Il presidente Barack Obama è travolto da critiche internazionali per la gestione della crisi egiziana, nonostante sia riuscito a ottenere, sia pure con un giorno di ritardo, le dimissioni di Hosni Mubarak da capo dello Stato. Non è poco. Quella del Cairo è una rivolta “made in Egypt”. Una rivoluzione, come la chiama al Jazeera, che ha colto di sorpresa non solo la sempre più improbabile Cia, ma anche l'esercito egiziano e i Fratelli musulmani.
Nell'era dell'informazione istantanea però non basta. Obama è chiamato a risolvere la questione alla velocità di un sms. C'è chi lo accusa di non spingere abbastanza per il cambiamento e chi invece di manovrare in modo irresponsabile per la rapida dissoluzione del regime. Il punto di domanda è sul dopo. I militari riusciranno ad amministrare una transizione verso la democrazia? La piazza si accontenterà dell'uscita di scena di Mubarak? I Fratelli musulmani conquisteranno la società, le istituzioni e il futuro degli egiziani?
Il timore è che Obama sia sul punto di perdere l'Egitto, uno dei paesi chiave dell'equilibrio invero instabile del Medio Oriente. Analisti ed editorialisti di qua e di là dell'Oceano hanno la soluzione a portata di mano, ma i polsi tremerebbero anche a loro se in questo momento si trovassero alla Casa Bianca.
I dubbi, i passi falsi, le contraddizioni della linea americana espressa in queste due settimane di rivolta mediorientale sono fisiologici, prevedibili, forse anche inevitabili, ma confermano l'impreparazione e le divisioni del team di sicurezza nazionale obamiano. Gli uomini della Casa Bianca spingono per la democratizzazione. Il Dipartimento di Stato di Hillary Clinton è più cauto. Il Pentagono ha un rapporto privilegiato con i militari. La sintesi non si è ancora trovata, ma non è una situazione molto diversa da quella vissuta negli anni delle battaglie intestine dell'Amministrazione Bush.

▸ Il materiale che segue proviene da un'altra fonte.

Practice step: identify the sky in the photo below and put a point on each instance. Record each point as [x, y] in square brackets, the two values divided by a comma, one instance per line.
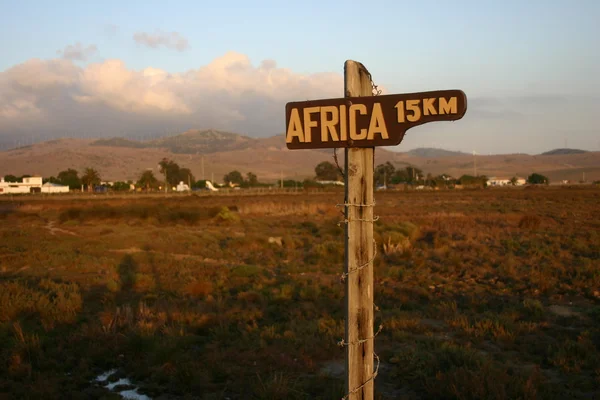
[140, 69]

Obama prova a soddisfare la richiesta di libertà proveniente dalla piazza e a sostenere l'unica istituzione credibile del paese, quell'esercito che da 40 anni è il pilastro della società egiziana. Il rischio è di scontentare sia l'opposizione sia il regime. Se l'America si schiera con lo status quo si gioca il futuro nella regione; se abbandona il suo «son of a bitch», come Franklin Delano Roosevelt definiva i dittatori amici degli Stati Uniti, resta con un «son of a bitch» ma non più «suo».